A Solution of a non–volatile solute in water freezes at –0.30ºC. The vapour–pressure of pure water at 298K is 23.51 mm Hg and $k_f$ for water is 1.86 K. kg mol–1 Calculate the vapour–pressure of this solution at 298K.
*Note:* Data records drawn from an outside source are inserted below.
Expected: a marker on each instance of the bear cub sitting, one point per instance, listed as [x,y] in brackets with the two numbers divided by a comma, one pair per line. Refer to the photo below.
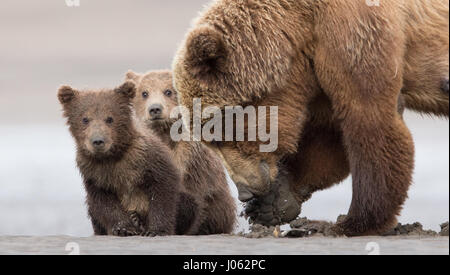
[203,175]
[131,183]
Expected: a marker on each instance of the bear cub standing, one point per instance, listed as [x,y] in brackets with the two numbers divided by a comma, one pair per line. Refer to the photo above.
[131,183]
[203,175]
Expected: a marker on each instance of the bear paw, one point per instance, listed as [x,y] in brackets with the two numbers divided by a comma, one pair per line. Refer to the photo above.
[278,207]
[137,221]
[154,233]
[122,229]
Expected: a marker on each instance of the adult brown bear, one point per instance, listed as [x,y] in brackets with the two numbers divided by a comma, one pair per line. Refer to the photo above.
[336,69]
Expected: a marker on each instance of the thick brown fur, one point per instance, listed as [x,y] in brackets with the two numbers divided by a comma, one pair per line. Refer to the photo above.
[340,67]
[202,172]
[131,182]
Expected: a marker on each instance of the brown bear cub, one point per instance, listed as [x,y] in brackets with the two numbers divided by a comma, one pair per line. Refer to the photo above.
[203,174]
[131,183]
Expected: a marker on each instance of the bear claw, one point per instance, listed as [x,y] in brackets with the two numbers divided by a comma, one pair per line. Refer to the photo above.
[277,207]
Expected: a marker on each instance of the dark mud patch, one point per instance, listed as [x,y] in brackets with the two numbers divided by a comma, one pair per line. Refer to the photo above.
[304,228]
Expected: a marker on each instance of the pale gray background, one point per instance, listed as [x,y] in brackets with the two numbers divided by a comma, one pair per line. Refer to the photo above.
[45,44]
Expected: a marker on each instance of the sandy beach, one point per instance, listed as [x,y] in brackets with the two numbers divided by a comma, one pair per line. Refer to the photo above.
[47,44]
[224,245]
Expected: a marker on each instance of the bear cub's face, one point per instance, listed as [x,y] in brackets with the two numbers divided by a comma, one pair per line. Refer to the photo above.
[99,121]
[156,98]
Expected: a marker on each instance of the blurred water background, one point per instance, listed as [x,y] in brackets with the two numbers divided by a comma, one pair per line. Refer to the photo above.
[46,44]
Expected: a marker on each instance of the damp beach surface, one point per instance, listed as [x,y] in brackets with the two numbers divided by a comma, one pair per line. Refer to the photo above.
[225,245]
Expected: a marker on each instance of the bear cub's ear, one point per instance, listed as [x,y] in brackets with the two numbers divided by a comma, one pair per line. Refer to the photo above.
[128,90]
[205,51]
[66,94]
[131,76]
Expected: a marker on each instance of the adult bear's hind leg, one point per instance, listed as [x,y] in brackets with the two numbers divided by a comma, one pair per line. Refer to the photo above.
[361,71]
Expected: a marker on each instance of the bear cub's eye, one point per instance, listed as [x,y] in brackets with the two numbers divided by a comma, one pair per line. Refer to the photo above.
[168,93]
[109,120]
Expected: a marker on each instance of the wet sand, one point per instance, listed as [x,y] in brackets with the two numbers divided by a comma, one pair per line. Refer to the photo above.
[224,245]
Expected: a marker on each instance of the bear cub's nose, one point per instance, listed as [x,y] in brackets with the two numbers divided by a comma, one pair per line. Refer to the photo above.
[98,142]
[156,110]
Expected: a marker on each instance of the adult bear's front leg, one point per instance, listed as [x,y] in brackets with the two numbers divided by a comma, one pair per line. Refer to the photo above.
[361,70]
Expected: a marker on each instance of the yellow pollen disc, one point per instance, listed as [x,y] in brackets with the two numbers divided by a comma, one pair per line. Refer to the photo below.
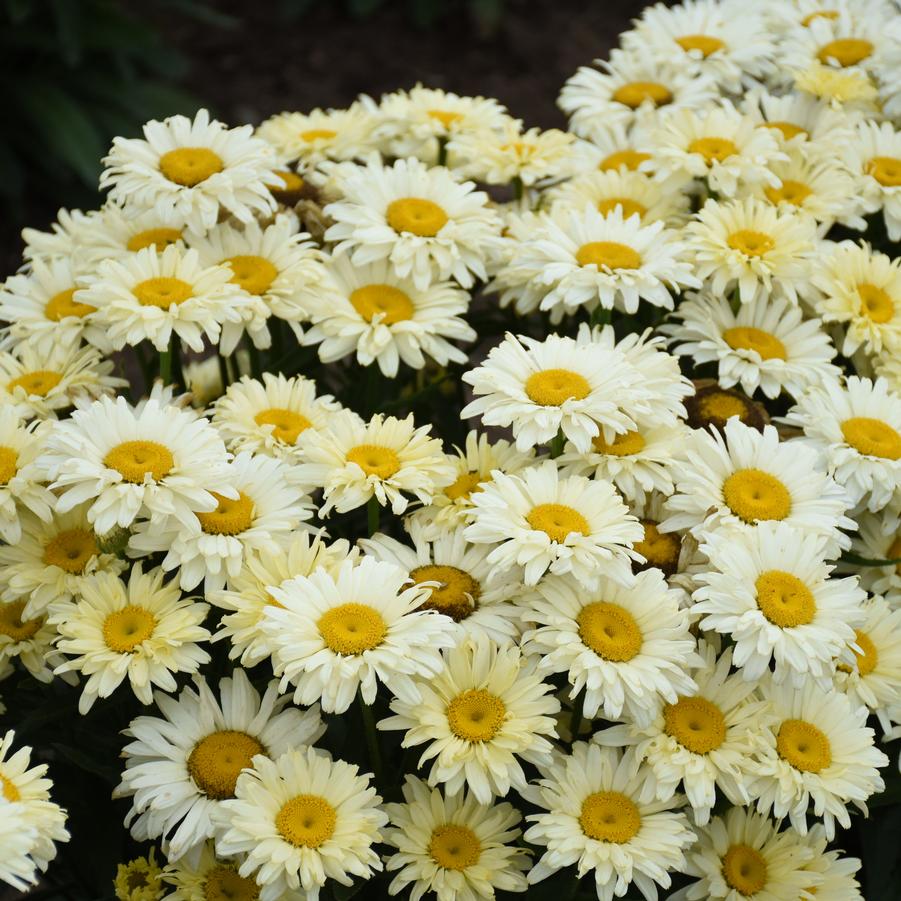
[630,207]
[224,883]
[804,746]
[746,337]
[476,715]
[793,192]
[36,384]
[635,93]
[610,631]
[872,437]
[231,517]
[306,821]
[744,869]
[623,159]
[845,51]
[71,550]
[351,629]
[455,847]
[216,761]
[135,460]
[381,462]
[189,166]
[610,817]
[714,150]
[390,304]
[696,723]
[162,292]
[784,599]
[160,238]
[557,521]
[13,626]
[125,629]
[886,170]
[287,424]
[457,594]
[416,215]
[753,495]
[608,254]
[253,274]
[63,304]
[750,243]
Solution of non-volatile solute in water

Change in freezing point ($∆T_f$) = -0.30°C

V.P of pure water (P°) = 23.51 mmHg

Temperature is same as 298K 

Molal freezing point depression constant ($K_f$) = 1.86 Kg$mo{l}^{-1}$

V.P. of solution (P) = ? 

We know that, 

   $∆T_f=K_f.m_2$

   $m_{2 }= \frac{0.3}{1.86}=0.1613$

So, 

    $\frac{n_2}{n_1}=\frac{0.1613\times 18}{1000}=2.9\times {10}^{-3}$

    $\frac{{\mathrm{n}}_1}{{\mathrm{n}}_2}+1 = \frac{{\mathrm{n}}_2+{\mathrm{n}}_1}{{\mathrm{n}}_1} = 2.9\times {10}^{-3}+ 1$

    $\frac{n_1}{n_1+n_2}$ = $X_1$ =$\frac{1}{1+ 2.9\times {10}^{-3}}$

    = 0.997

So,  

P = P° $X_1$ = 23.51× 0.997 = 23.44 mm

Hence, the correct option is option (A) 23.4 mm.